Pkg.jl telemetry should be opt-in

That is how it read to me. I’m glad to hear you did not intend it, but I think it did sound as if you were implying that they are deliberately balancing right on the edge of breaking the law.

Edit: Anyway, some community pushback is good, it helps the process stay healthy, so I don’t think that’s a bad thing. I simply reacted to the phrasing.

1 Like

For me, after @StefanKarpinski 's explanation about how lawyers see the IP issue, it seems reasonable to me. There could be a remark regarding the IP adress in the https://julialang.org/legal/data/ but all in all, it doesn’t look wrong to me and I am pretty sure that it helps a lot to improve Julia.

What exactly do you think is wrong? That it isn’t opt-in, just opt-out? As there is no personal data I would say opt-in is really not necessary. Looking at the data it is hard to imagine how this could be abused. And it seems quite minimal, which should be like that, no unnecessary data as far as I can tell.

7 Likes

Thinking about this, I can imagine the following “nudge opt-in” mechanism:

  1. users have to opt-in to the telemetry explicitly

  2. until they do this, they get a friendly message at, say, each Pkg.update():

    pkg> update
    [packages get updated]
    Please consider participating in the anonymous
    package telemetry survey with
    
        pkg> telemetry enable
    
    To disable this message, use
    
        pkg> telemetry disable
    
    For more information, see
    
        pkg> telemetry info
    
    
  3. after disabling it, the message is not shown again until the next major release.

23 Likes

I considered that but having a nag screen could be quite annoying and there are potential issues with incorrectly prompting the user in a non-interactive situation, which would effectively hang the Julia process. It does not seem worth making Julia potentially less reliable and annoying people. Furthermore, telemetry data can also be useful for helping to figure out what’s going on with CI and other automated systems (both for abuse prevention and to understand usage); if this required a manual opt-in during an interactive session, we wouldn’t get telemetry from any automated systems.

18 Likes

I understand your point about CI and non-interactive use, but given the reactions above and that the primary goal is to collect information about actual user installations, perhaps an “nudge opt-in” framework could just disable telemetry (& nagging) altogether when !Base.isinteractive(), since interactive use is bound to happen at some point for users anyway.

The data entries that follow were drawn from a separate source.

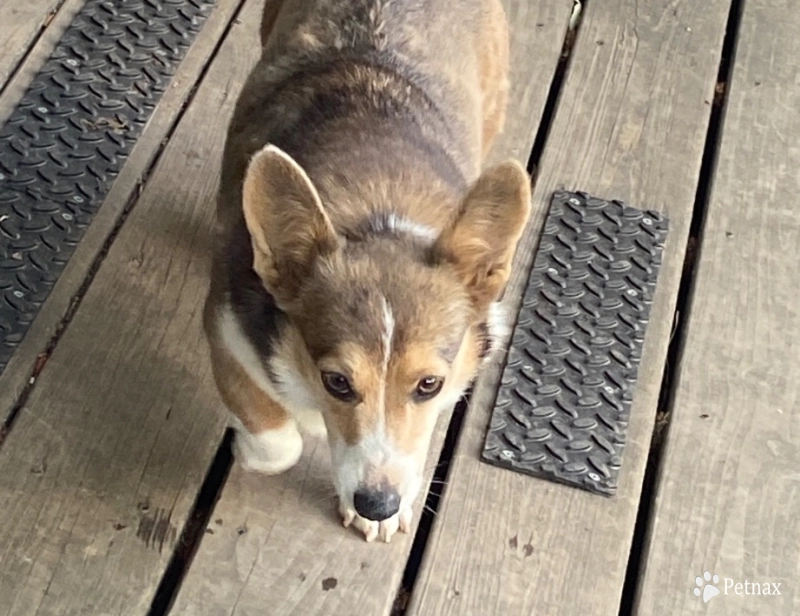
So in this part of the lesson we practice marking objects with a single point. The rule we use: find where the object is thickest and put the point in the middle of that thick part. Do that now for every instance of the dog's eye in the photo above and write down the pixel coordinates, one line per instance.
(338, 386)
(428, 387)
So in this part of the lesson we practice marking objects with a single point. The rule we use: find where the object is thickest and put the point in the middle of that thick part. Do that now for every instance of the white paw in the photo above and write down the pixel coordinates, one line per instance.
(271, 452)
(372, 530)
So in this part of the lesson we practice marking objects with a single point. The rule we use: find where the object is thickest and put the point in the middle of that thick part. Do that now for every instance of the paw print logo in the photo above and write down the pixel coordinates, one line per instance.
(706, 586)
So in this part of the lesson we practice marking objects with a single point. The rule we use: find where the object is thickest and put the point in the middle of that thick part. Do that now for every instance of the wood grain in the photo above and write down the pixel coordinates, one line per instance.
(277, 547)
(630, 124)
(729, 490)
(21, 24)
(104, 462)
(17, 374)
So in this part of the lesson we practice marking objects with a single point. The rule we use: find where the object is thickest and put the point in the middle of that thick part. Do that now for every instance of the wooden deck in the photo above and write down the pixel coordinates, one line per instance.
(117, 494)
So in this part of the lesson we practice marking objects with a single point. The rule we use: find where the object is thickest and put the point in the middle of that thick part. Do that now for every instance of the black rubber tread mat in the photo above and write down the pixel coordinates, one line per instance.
(564, 401)
(68, 138)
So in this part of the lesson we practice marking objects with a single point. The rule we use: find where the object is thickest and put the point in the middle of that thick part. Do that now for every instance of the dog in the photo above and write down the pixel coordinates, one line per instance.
(361, 249)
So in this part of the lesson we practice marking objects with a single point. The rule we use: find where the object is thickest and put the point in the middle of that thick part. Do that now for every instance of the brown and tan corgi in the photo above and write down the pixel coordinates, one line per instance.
(361, 252)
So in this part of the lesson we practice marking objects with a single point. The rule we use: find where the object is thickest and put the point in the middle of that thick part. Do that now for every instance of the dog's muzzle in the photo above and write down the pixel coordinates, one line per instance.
(376, 504)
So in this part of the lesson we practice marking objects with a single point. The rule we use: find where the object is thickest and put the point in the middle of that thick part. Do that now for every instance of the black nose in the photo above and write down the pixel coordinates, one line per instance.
(376, 504)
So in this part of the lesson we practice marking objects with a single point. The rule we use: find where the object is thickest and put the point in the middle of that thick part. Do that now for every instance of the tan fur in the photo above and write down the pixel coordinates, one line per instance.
(356, 232)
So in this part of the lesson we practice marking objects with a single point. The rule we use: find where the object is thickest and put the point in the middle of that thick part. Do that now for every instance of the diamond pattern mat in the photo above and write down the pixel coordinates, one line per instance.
(564, 401)
(67, 140)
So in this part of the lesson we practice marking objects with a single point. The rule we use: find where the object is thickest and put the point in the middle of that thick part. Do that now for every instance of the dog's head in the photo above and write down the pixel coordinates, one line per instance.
(393, 325)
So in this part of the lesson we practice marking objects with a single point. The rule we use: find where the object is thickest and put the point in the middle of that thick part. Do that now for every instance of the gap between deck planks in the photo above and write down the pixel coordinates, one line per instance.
(17, 374)
(729, 492)
(21, 24)
(104, 462)
(277, 546)
(630, 124)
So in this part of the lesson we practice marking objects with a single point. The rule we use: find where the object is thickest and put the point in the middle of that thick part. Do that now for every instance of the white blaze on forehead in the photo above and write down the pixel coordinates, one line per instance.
(388, 335)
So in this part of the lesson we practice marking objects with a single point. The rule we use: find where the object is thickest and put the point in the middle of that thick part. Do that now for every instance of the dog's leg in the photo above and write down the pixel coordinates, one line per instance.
(267, 438)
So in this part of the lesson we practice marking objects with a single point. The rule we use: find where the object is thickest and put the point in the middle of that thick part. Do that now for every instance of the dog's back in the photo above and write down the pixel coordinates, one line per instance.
(375, 98)
(361, 251)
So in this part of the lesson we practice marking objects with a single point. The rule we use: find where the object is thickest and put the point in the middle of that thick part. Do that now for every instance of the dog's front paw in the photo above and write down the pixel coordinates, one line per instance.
(385, 529)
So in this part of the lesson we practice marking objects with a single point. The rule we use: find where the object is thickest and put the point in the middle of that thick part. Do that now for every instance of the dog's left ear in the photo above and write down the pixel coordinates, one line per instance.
(288, 227)
(481, 241)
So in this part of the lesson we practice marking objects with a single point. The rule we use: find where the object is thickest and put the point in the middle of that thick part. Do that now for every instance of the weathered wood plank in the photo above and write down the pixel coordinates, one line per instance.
(18, 371)
(21, 23)
(294, 558)
(630, 124)
(729, 490)
(106, 457)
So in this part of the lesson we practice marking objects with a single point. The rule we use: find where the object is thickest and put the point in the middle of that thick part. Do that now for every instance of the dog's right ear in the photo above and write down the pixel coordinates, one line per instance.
(289, 229)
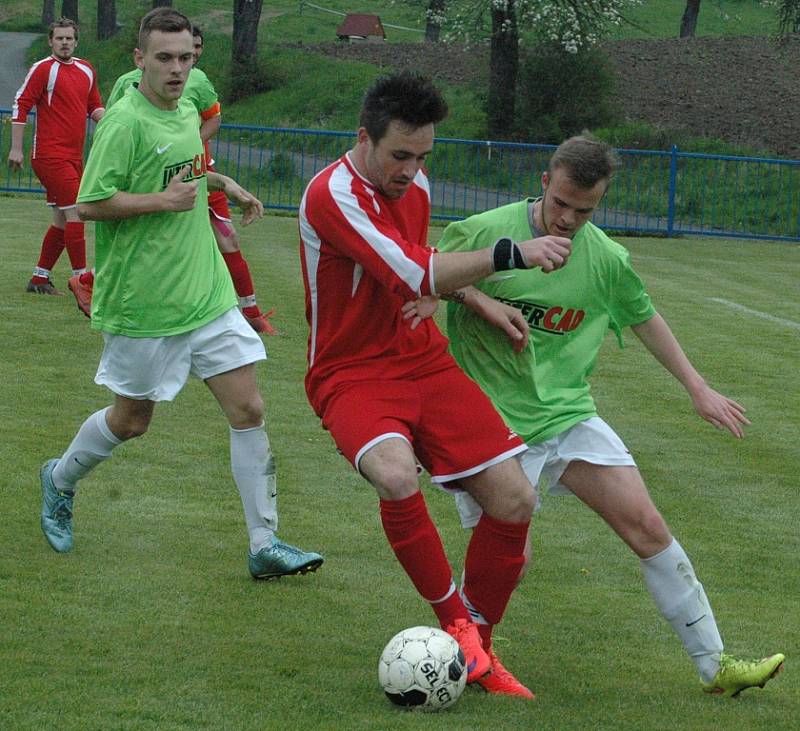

This is just a suggestion for a compromise, I am actually fine with telemetry as implemented.

13 Likes

While that’s one of the top priorities, it’s not the only reason. Serving requests to CI processes is expensive—network bandwidth is the primary cost of running a pkg server, not compute. Telemetry data from CI systems helps understand what people are doing in those automated processes and mitigate those expenses. For example, by deploying package servers that are colocated with CI services (so bandwidth is cheaper or even free). That’s why we check all those CI indicator variables: to try to help understand what services are making requests. If we see a huge deluge of new traffic (this is realistic and does happen already for services we host) and all we have is IP addresses, it’s much harder to figure out what’s going on than if we also have CI indicator variables, Julia version numbers, and client UUIDs, which allow us to figure out which requests are coming from the same instance and which are coming from different ones. Debugging these kinds of situations is hard and doing it completely blind is much harder, so having more context when this happens really helps.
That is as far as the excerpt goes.